No one really knows at this stage (the tool is very new), apart from the obvious fact that 16 or 17 times per revolution there happens some strange notch. The instability is very peculiar and perhaps is a test LP artefact. Would be nice to redo the plot with some known test LP (Ultimate Analog has been much studied at pinkfishmedia and I recon is well known to Paul). Any chance for that Smile? Do you also know how many motor shaft rotations it takes
for one full platter rotation?

 Romy the Cat wrote:
The reality is that neither I nor the pinkfishmedia guy knows what in TT responsible for it Sound. The solution they use to measure speed instability is very elegant and I do not question it but I do question what it all means. We can measure very objectively harmonic distortion of amp for instance but we know that lower number of distortion is not necessary an assurance of better sound.  The problem, as I see it, that to make the pinkfishmedia analysis better it would take to perfect the analysis itself but not to perfect a turntable.  I would like to see actions over TT that would improve the pinkfishmedia analysis and parallel to it would improve auditable Sound.


This very programme: correlation between the speed instability portraits and the Sound is something I very much hope would eventually be happening!

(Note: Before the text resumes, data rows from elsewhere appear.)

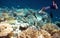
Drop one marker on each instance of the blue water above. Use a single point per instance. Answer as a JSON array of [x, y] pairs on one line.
[[34, 4]]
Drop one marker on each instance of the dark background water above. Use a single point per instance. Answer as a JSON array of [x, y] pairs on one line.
[[34, 4]]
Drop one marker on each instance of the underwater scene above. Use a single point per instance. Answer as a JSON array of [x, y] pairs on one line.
[[29, 19]]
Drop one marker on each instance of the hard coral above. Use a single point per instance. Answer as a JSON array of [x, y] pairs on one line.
[[5, 29], [49, 27]]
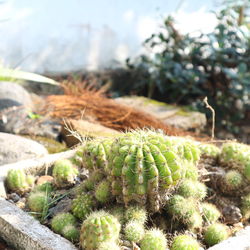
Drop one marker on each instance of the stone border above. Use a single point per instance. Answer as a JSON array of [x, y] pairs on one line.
[[19, 229], [22, 231]]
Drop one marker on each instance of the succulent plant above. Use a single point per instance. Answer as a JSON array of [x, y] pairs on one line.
[[154, 239], [64, 173], [61, 220], [82, 205], [180, 207], [185, 242], [136, 213], [38, 202], [210, 212], [189, 188], [134, 231], [103, 191], [17, 181], [95, 177], [233, 179], [215, 233], [99, 226], [70, 232], [109, 245]]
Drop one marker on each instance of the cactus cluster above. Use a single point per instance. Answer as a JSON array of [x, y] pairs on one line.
[[142, 166], [17, 181], [99, 227], [66, 225], [64, 173]]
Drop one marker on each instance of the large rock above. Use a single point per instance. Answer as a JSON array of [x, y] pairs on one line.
[[14, 148], [74, 130], [180, 117], [12, 94]]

As a very primitive example, with no pretensions to be anything serious, I tried my deck with two different idlers and Paul kindly provided the plots.

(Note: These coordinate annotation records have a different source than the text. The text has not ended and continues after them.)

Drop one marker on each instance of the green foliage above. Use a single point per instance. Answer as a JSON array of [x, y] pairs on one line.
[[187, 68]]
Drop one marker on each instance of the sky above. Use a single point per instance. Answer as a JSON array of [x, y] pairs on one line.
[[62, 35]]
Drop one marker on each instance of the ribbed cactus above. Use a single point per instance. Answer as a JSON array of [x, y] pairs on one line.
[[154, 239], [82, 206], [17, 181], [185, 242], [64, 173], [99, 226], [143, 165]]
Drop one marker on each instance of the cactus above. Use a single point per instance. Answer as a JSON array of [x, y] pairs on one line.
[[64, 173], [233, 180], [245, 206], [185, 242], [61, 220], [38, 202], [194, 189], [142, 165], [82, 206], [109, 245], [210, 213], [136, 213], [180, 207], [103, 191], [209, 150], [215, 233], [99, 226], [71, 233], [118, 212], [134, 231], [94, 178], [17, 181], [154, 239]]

The idler with lower fundamental beat but higher harmonics sounded less stable than the one with higher fundamental but almost no high order harmonics.
Hard to say which plot as "better", I think there is way too little data and correlations to give meaning to this word.

But patience, the harmonic spectrogramms have been around for decades, this tool has only a few years. I hope that this "distributed computing" with multiple people trying to correlate what they hear to the polars will eventually start bringing up some picture of the subject.